Kuota Haji Majalengka Bertambah 232 Orang
Selasa, 28 Maret 2017 | 8 Bulan yang lalu | Di baca sebanyak 123 kali
Ilustrasi Haji/Net

MAJALENGKA, Medikomonline.com – Kabupaten Majalengka mendapat tambahan kuota haji di tahun 2017 sebanyak 232 orang atau menajdi 1.167. Sebelumnya kuota haji Majalengka hanya mencapai 935 orang. Dengan bertambahnya kuota antrean keberangkatan haji pun menurun dua tahun lebih cepat.

    Menurut Kepala Urusan Haji Kementerian Agama Kabupaten Majalengka, Rieshan, jumlah pendaftar calon haji setiap harinya di Kabupaten Majalengka terus bertambah sehingga antrean pun semakin lama.

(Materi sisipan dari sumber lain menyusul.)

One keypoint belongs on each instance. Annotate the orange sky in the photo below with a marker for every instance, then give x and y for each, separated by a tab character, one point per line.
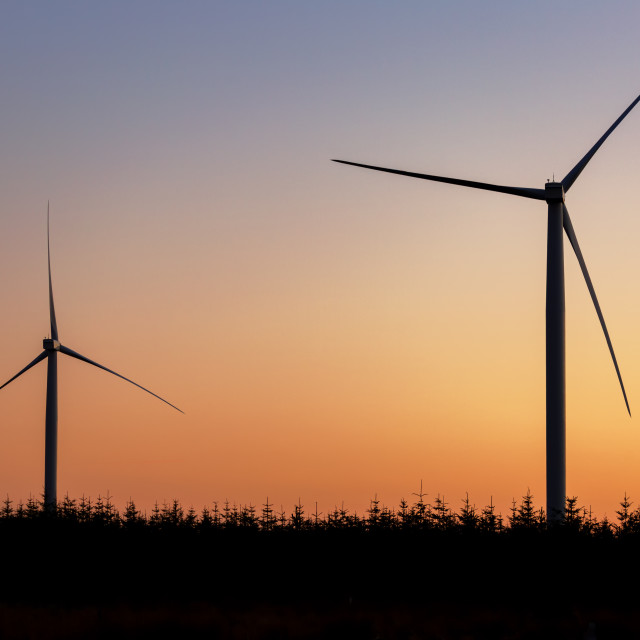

Hingga bulan lalu jumlah pendaftar calon haji lebih dari 18.700 orang, makanya antrean haji semakin hari semakin lama.

    “Sebelum ada penambahan kuota haji tahun ini antrean haji hingga 16 tahun ke depan. Kini berkurang dua tahun menjadi 14 tahun ke depan,” ungkap Rishan.

    Kuota haji asal Majalengka sejak tahun 2013 mengalami penurunan  hanya berjumlah 935 orang saja per tahun, itu berlangsung hingga tahun 2016 kemarin. Tak heran bila antrean demikian panjang sementara jumlah pendaftar terus bertambah.

    Jumlah pendaftar haji tahun-tahun sebelumnya setiap harinya minimal sebanyak 30 orang, kini setelah mengetahui antrian haji cukup banyak dan butuh wkatu hingga belasan tahun untuk berangkat akhirnya jumlah pendaftarpun menurun hingga 20 orang atau hanya sekitar 10 orang saja per harinya.

    “Sekarang banyak masyarakat yang memilih umroh, setelah mereka tahu harus menunggu belasan tahun untuk berhaji, makanya pendaftar pun cenderung menurun,” kata Rishan.

    Untuk tahun ini menurutnya skala prioritas yang diberangkatkan hanya mereka yang sudah melakukan pelunasan haji sebelum 20 November 2011, selebihnya keberangkatan akan disesuaikan dengan nomor urut pendaftaran dan pelunasan biaya ONH.

    Rishan memastikan tidak ada prioritas usia ataupun pendaftar yang sudah melunasi ONH untuk keberangkatan haji tersebut. Mereka yang akan diberangkat tetap berdasarkan nomor urut pendaftaran terkecuali bila dalam batas waktu keberangkatan masih belum bersedia melunasi biaya ongkos hajinya.

    Misalnya hingga November tahun berjalan belum bisa melunasi ONH, maka calon haji tersebut keberangkatnnya akan diundur tahun berikutnya hingga yang bersangkutan mampu melunasi biaya haji yang sudah ditetapkan pemerintah.

    “Kami bersyukur dengan adanya penambahan kuota ini antrean haji semakin berkurang sehingga peluang masyarakat untuk berangkat haji lebih cepat dibanding sebelumnya,” ungkap Rishan.

Sementara itu sejumlah calon haji yang sudah mendaftar dan melunasi ONH berharap pemerintah memberikan prioritas keberangkatan terutama terhadap calon jemaah yang sudah lanjut usia.

    Edi warga Dawuan yang akan memberangkatkan orang tuanya untuk berhaji berharap, orang tuanya bisa segera berangkat dengan alasan sudah lanjut usia. Bila harus menunggu 10 tahun ke depan maka usia orang tuanya sudah mencapai 72 tahun karena saat ini usianya sudah 62 tahun.

                “Sekarang dia masih sehat kalau menunggu 10 tahun ke depan usianya sudah sangat uzur,” kata Edi.